Technocracy: China Building Huge Citizen Database To Track Dissenters
TN Note: China has already been declared as a Technocracy, and this drives the point home. Chinese officials indent to control the hearts, minds and actions of every citizen by using “big data” to collect information from every segment of society. Citizens will be given a standardized score that shows how good or how bad you are, in relation to the governments’ edicts.
China’s plan to control the hearts, minds and internet connections of its citizens continues unimpeded. That’s the great thing about authoritarian regimes: rollout of mandatory programs is usually only a problem of logistics, not opposition.
The Chinese government has mandated a rating system for all of its connected citizens. It looks like a credit rating but goes much deeper than just tying a measurement of financial risk to a number. It’s a way of defining who someone in terms of the government’s desires and aims. And its desires aren’t all that honorable.
Everybody is measured by a score between 350 and 950, which is linked to their national identity card. While currently supposedly voluntary, the government has announced that it will be mandatory by 2020…In addition to measuring your ability to pay, as in the United States, the scores serve as a measure of political compliance. Among the things that will hurt a citizen’s score are posting political opinions without prior permission, or posting information that the regime does not like, such as about the Tiananmen Square massacre that the government carried out to hold on to power, or the Shanghai stock market collapse.
This is where all the government’s moves towards greater control of the internet comes to fruition. To keep “score,” the government needs to tie IDs to online activity. Keeping the internet within the government’s walls makes it that much easier. But it’s not just online activity that will affect “citizen scores.” It’s almost every aspect of their lives.
Also used to calculate scores is information about hobbies, lifestyle, and shopping.
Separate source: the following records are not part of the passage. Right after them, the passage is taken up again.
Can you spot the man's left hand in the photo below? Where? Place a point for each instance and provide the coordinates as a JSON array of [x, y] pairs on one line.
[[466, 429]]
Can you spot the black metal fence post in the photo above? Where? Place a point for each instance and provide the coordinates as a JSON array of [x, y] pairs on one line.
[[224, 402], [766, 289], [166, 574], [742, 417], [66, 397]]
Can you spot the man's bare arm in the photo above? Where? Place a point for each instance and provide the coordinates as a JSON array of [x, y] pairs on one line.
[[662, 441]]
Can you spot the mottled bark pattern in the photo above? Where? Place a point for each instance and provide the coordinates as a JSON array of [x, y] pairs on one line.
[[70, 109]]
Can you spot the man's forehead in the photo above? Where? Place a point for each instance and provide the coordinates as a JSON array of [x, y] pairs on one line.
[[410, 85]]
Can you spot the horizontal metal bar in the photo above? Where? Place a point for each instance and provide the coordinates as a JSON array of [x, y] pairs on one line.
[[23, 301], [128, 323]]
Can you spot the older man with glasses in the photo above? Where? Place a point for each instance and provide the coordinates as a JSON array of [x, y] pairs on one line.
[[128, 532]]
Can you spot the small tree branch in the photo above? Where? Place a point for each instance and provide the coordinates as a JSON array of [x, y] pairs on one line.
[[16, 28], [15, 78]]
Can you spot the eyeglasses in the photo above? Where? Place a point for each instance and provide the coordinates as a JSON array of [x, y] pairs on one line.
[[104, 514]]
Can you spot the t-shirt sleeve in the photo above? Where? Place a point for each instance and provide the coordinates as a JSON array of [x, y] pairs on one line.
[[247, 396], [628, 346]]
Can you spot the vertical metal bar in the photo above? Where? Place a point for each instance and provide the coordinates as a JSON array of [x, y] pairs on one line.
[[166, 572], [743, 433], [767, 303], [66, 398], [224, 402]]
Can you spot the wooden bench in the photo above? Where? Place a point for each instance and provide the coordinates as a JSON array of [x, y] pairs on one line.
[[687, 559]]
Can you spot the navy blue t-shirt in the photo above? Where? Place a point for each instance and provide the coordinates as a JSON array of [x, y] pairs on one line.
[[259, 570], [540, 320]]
Buying certain goods will improve your score, while others (such as video games) will lower it.
Chinese citizens who want to remain in the government’s good graces will need to balance “negative” purchases with offsetting positive purchases, most likely domestic electronics and appliances.
As disturbing this is, the truly horrific aspect of the “citizen score” is that it can be influenced by friends and family members.
It will hurt your score not only if you do these things, but if any of your friends do them. Imagine the social pressure against disobedience or dissent that this will create.
The Chinese government is introducing a caste system — one that will result in the shunning of people who can’t be bothered to keep their dissenting opinions to themselves… or just enjoy certain leisure activities. Certain people will be considered too harmful to hang out with, thanks to the government’s mandatory “citizen score.” And with anyone able to check anyone else’s “score,” the pressure to ostracize low scorers will be greatly magnified.